While cannabis remains a federally prohibited drug, there can be consequences for schools that allow onsite dosing on Schedule I of the Controlled Substances Act. Some Colleges and Universities in the United States that moved to permit medical cannabis on campus were threatened with a loss of funding.
Educational institutions fear losing federal funding if they create a policy that contradicts the Controlled Substances Act. Even when medical cannabis has been state legalized. There is also a concern about child health and safety. Some parents who have legally administered medical cannabis to their children (under doctor guidance and supervision) have reported family protection services.
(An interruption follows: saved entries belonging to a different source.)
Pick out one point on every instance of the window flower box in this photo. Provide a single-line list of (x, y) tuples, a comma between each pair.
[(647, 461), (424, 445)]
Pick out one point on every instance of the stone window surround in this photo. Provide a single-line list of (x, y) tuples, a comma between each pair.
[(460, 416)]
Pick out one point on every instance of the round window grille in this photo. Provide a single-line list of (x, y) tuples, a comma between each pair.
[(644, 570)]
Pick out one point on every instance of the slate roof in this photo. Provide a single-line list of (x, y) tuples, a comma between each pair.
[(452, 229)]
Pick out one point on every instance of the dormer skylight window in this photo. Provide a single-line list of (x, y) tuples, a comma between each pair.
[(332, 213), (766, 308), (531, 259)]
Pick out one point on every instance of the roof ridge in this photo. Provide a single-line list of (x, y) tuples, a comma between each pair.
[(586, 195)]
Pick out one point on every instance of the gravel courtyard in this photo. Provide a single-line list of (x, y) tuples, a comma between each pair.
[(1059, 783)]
Federal Decriminalization of Cannabis Could Solve the Problem
Between the two main concerns regarding dosing medical cannabis, some schools simply ban it outright. And that puts parents and their children in a position of deciding whether to cope with untreated symptoms during the school day or an ongoing schedule of parental visits on lunch breaks to administer the dose off school property.
However, the MORE Act, the Marijuana Opportunity Reinvestment and Expungement Act may deschedule cannabis from the Controlled Substances Act. More schools will feel legally confident to provide medical cannabis accommodations for students and their families if that happens.